Notre grand besoin est en lui-même un argument et plaide de la manière la plus éloquente en notre faveur. Mais il faut rechercher le Seigneur pour qu’il fasse ces choses pour nous. Il dit : « Demandez, et l’on vous donnera. » Et encore : « Lui qui n’a pas épargné son propre Fils, mais l’a livré pour nous tous, comment ne nous donnera-t-il pas aussi, avec lui, toutes choses, gratuitement ? » Matthieu 7:7 ; Romains 8:32.
Si nous concevons l’iniquité dans nos cœurs, si nous nous attachons à quelque péché connu, le Seigneur ne nous exaucera pas; mais la prière de l’âme pénitente et contrite est toujours agréée. Lorsque tous les torts connus sont réparés, nous pouvons croire que Dieu exaucera nos requêtes. Notre propre mérite ne nous rendra jamais recommandables aux yeux de Dieu; c’est le mérite de Jésus qui nous sauvera, son sang qui nous purifiera; cependant nous avons une œuvre à accomplir en satisfaisant aux conditions requises pour être agréés.
Un autre élément de la prière efficace est la foi. « Celui qui s’approche de Dieu doit croire qu’Il est, et qu’Il est le rémunérateur de ceux qui Le cherchent avec diligence. » Hébreux 11:6. Jésus dit à ses disciples : « Tout ce que vous désirez, lorsque vous priez, croyez que vous les recevez, et vous les aurez. » Marc 11:24. Le croyons-nous sur parole ? Étapes vers le Christ, 94-96.

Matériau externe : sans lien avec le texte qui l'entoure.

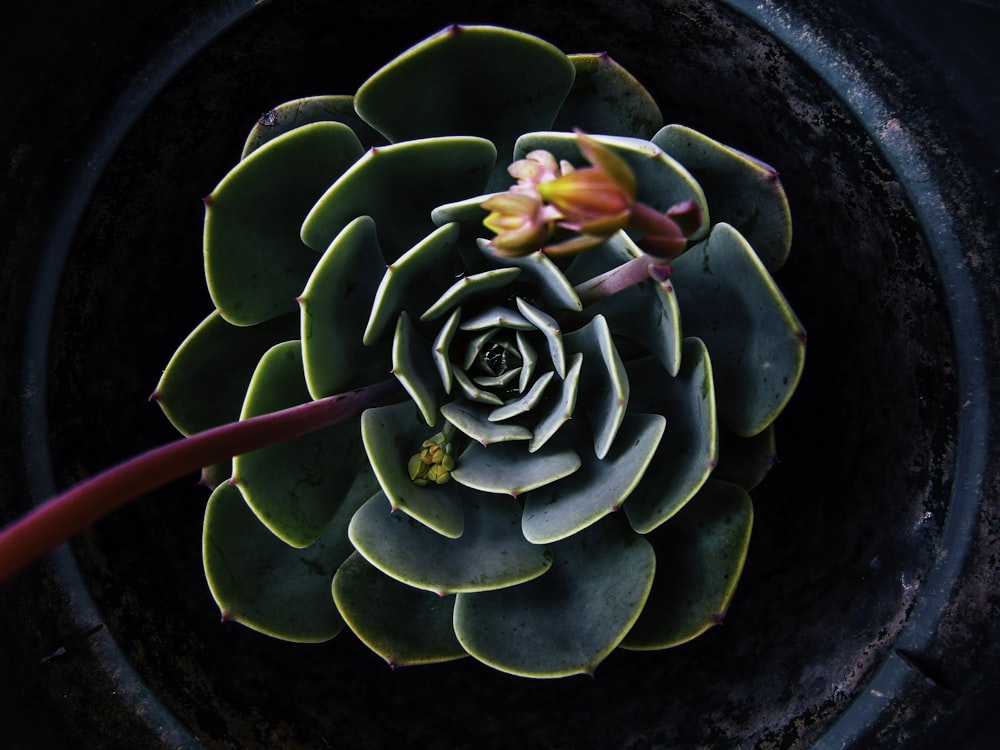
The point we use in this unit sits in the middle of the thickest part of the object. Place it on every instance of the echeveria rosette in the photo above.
(578, 500)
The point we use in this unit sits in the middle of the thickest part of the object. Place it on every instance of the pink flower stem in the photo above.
(622, 277)
(69, 513)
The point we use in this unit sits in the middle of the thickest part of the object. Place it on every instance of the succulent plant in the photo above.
(562, 471)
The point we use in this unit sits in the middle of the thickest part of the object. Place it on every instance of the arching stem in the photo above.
(69, 513)
(622, 277)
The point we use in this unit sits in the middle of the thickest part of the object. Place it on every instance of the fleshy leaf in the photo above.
(413, 365)
(503, 317)
(296, 487)
(412, 282)
(540, 272)
(298, 112)
(603, 381)
(507, 82)
(403, 625)
(564, 508)
(646, 313)
(474, 420)
(529, 358)
(549, 328)
(525, 403)
(699, 559)
(729, 300)
(204, 382)
(263, 583)
(255, 263)
(442, 346)
(398, 186)
(392, 434)
(508, 468)
(689, 450)
(662, 181)
(607, 99)
(741, 190)
(476, 394)
(344, 281)
(568, 620)
(560, 410)
(469, 286)
(490, 554)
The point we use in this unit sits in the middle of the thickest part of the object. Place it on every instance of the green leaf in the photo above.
(646, 312)
(413, 282)
(729, 300)
(510, 469)
(490, 554)
(204, 383)
(568, 620)
(607, 99)
(661, 180)
(470, 286)
(549, 328)
(403, 625)
(603, 381)
(538, 271)
(699, 559)
(297, 487)
(740, 189)
(398, 186)
(343, 282)
(486, 81)
(564, 508)
(557, 410)
(261, 582)
(689, 450)
(392, 434)
(473, 419)
(255, 263)
(413, 365)
(298, 112)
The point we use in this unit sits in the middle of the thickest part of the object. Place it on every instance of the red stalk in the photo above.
(69, 513)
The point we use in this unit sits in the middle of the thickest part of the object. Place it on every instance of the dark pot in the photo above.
(867, 615)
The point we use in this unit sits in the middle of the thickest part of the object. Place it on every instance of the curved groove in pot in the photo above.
(905, 155)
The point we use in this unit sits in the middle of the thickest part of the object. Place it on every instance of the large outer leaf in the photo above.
(699, 558)
(564, 508)
(401, 624)
(741, 190)
(344, 281)
(729, 300)
(298, 112)
(255, 262)
(608, 99)
(204, 382)
(689, 449)
(298, 486)
(398, 186)
(568, 620)
(265, 584)
(490, 82)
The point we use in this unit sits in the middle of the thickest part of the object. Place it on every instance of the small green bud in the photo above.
(434, 463)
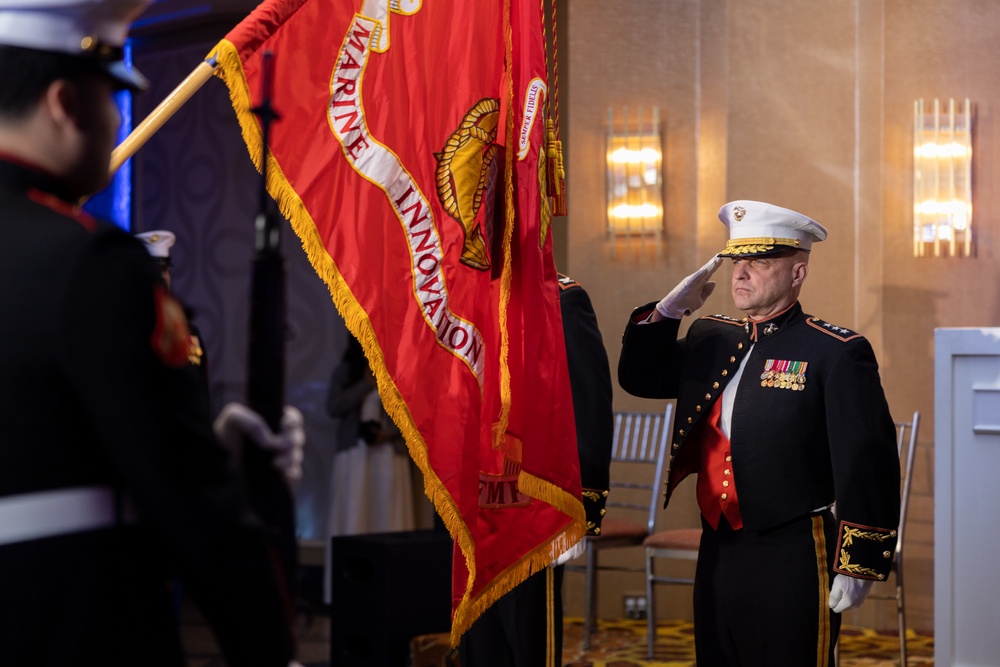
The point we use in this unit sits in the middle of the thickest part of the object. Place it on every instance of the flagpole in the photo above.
(162, 113)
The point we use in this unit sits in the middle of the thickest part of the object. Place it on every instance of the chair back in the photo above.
(640, 446)
(906, 445)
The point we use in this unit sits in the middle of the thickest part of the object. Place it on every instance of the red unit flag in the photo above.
(410, 161)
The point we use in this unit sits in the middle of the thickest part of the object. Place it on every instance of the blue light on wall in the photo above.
(114, 203)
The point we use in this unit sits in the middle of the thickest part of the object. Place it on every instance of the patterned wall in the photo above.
(195, 178)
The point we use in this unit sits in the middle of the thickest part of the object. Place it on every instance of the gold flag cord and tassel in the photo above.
(555, 170)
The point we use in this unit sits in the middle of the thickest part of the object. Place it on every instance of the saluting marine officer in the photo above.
(110, 484)
(781, 415)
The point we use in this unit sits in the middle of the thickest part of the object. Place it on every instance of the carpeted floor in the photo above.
(623, 644)
(616, 644)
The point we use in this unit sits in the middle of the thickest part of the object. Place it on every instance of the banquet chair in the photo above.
(637, 467)
(906, 444)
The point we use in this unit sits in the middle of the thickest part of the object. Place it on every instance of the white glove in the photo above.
(237, 422)
(848, 592)
(691, 293)
(574, 551)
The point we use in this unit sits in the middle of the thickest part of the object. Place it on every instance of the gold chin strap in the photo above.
(755, 245)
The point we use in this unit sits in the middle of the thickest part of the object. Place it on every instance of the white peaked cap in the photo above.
(158, 242)
(758, 228)
(87, 28)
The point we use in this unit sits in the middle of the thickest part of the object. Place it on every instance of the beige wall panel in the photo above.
(639, 53)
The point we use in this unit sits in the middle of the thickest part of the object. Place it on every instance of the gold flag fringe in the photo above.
(230, 70)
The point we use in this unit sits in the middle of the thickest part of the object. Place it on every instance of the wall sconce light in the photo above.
(942, 177)
(634, 162)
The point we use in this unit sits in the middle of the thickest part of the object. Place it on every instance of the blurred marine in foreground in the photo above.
(109, 483)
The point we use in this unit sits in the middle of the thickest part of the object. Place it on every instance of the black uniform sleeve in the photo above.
(865, 464)
(590, 380)
(162, 448)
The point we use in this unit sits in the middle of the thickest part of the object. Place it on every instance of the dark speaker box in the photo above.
(387, 588)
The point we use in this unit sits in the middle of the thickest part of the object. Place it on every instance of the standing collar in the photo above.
(763, 328)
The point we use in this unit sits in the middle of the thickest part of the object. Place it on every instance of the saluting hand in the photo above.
(690, 294)
(236, 421)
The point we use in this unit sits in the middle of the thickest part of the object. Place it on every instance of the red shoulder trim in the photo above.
(61, 207)
(840, 333)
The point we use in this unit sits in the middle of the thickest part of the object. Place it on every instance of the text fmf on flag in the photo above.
(410, 161)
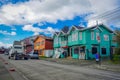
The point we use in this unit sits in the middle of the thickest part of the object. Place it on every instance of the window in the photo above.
(42, 43)
(80, 34)
(94, 50)
(97, 35)
(103, 50)
(56, 40)
(76, 50)
(69, 38)
(73, 37)
(76, 36)
(60, 40)
(106, 37)
(18, 47)
(92, 35)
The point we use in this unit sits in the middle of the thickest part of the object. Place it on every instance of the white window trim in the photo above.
(80, 35)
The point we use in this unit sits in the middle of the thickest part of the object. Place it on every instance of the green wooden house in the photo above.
(84, 42)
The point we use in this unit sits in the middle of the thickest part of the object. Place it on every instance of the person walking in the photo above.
(97, 58)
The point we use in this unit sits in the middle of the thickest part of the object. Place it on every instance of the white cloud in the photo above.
(5, 45)
(36, 30)
(6, 39)
(8, 33)
(37, 11)
(46, 10)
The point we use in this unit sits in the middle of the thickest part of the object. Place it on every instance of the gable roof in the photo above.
(97, 26)
(45, 37)
(76, 28)
(56, 33)
(16, 43)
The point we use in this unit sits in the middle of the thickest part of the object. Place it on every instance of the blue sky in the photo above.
(23, 18)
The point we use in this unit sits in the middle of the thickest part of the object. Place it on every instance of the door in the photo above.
(82, 53)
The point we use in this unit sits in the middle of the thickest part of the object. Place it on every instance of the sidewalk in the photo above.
(105, 65)
(9, 71)
(4, 73)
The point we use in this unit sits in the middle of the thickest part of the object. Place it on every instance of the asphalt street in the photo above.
(45, 70)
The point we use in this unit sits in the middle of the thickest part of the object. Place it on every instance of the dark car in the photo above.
(33, 55)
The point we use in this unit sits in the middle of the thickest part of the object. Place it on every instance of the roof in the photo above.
(79, 27)
(16, 43)
(45, 37)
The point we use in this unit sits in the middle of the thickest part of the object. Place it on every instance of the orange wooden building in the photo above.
(44, 45)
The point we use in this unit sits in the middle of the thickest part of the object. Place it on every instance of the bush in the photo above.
(117, 51)
(116, 57)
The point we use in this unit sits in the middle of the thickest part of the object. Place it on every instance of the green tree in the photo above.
(117, 40)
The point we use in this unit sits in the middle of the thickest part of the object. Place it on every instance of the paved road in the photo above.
(45, 70)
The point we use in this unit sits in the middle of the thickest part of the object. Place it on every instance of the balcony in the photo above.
(63, 43)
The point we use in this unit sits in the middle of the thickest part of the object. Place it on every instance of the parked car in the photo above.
(33, 55)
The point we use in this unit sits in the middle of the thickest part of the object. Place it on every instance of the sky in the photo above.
(20, 19)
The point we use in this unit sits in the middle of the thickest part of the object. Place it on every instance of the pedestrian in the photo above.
(97, 58)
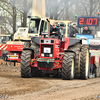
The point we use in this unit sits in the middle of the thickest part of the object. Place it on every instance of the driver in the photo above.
(86, 30)
(54, 30)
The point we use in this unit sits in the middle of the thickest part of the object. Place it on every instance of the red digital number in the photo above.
(81, 21)
(89, 21)
(96, 20)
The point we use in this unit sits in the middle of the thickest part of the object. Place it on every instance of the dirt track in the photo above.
(46, 88)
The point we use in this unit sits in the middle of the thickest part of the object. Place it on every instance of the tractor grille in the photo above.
(49, 49)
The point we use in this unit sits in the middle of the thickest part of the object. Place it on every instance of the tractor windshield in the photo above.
(34, 25)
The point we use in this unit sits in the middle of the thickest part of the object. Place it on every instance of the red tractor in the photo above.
(66, 57)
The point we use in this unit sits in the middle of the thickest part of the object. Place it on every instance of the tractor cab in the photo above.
(4, 36)
(51, 46)
(36, 25)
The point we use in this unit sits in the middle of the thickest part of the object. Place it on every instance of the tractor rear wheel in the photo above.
(37, 73)
(84, 62)
(68, 66)
(25, 63)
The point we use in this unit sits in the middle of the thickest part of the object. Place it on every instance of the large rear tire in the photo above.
(84, 62)
(68, 66)
(25, 63)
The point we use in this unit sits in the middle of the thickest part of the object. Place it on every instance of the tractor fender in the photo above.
(29, 49)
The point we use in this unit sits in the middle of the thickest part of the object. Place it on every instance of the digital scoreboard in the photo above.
(88, 21)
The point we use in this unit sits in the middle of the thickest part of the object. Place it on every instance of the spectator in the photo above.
(73, 31)
(86, 30)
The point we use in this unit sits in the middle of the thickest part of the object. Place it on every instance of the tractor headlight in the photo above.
(50, 55)
(42, 54)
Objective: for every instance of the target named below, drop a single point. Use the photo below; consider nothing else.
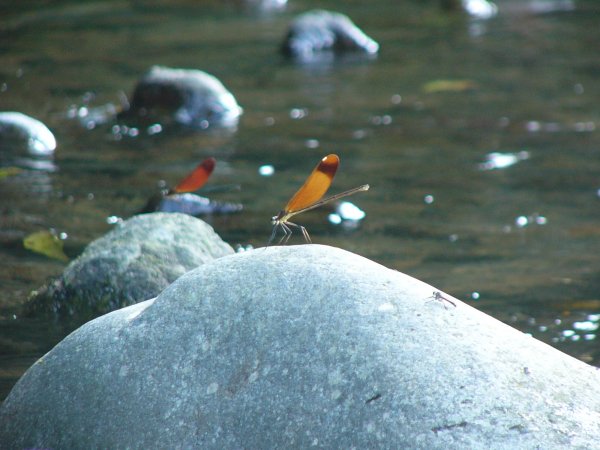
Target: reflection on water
(489, 192)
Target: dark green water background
(534, 88)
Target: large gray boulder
(293, 347)
(133, 262)
(188, 97)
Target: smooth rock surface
(133, 262)
(317, 31)
(188, 97)
(293, 347)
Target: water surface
(519, 242)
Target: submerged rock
(187, 97)
(189, 203)
(133, 262)
(293, 347)
(319, 30)
(18, 132)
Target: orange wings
(197, 178)
(316, 185)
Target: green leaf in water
(448, 86)
(46, 243)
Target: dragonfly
(310, 196)
(196, 179)
(438, 296)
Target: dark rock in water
(189, 203)
(319, 30)
(133, 262)
(21, 132)
(186, 97)
(298, 347)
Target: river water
(480, 140)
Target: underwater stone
(131, 263)
(188, 97)
(319, 30)
(18, 131)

Voici une leçon pour les jeunes hommes qui professent être serviteurs de Dieu, porteurs de son message, et qui s’exaltent à leurs propres yeux. Ils ne peuvent faire valoir dans leur expérience rien de remarquable, comme Élie le pouvait; cependant, ils se jugent au-dessus d’accomplir des devoirs qui leur paraissent serviles. Ils ne veulent pas s’abaisser de leur dignité ministérielle pour accomplir un service nécessaire, craignant de faire l’œuvre d’un serviteur. Tous ceux-là devraient apprendre de l’exemple d’Élie. Sa parole ferma pour la terre, pendant trois ans, les trésors du ciel, la rosée et la pluie. Sa seule parole fut la clé pour ouvrir le ciel et faire tomber des averses de pluie. Il fut honoré par Dieu lorsqu’il offrit sa prière simple en présence du roi et des milliers d’Israël; en réponse, le feu jaillit du ciel et alluma le feu sur l’autel du sacrifice. Sa main exécuta le jugement de Dieu en mettant à mort huit cent cinquante prêtres de Baal; et pourtant, après le labeur épuisant et le plus éclatant triomphe de la journée, celui qui pouvait faire venir des nuages, la pluie et le feu du ciel consentit à accomplir le service d’un domestique et à courir devant le char d’Achab, dans l’obscurité, le vent et la pluie, pour servir le souverain qu’il n’avait pas craint de reprendre en face à cause de ses péchés et de ses crimes. Le roi franchit les portes. Élie s’enveloppa de son manteau et se coucha sur la terre nue. Témoignages, volume 3, 287.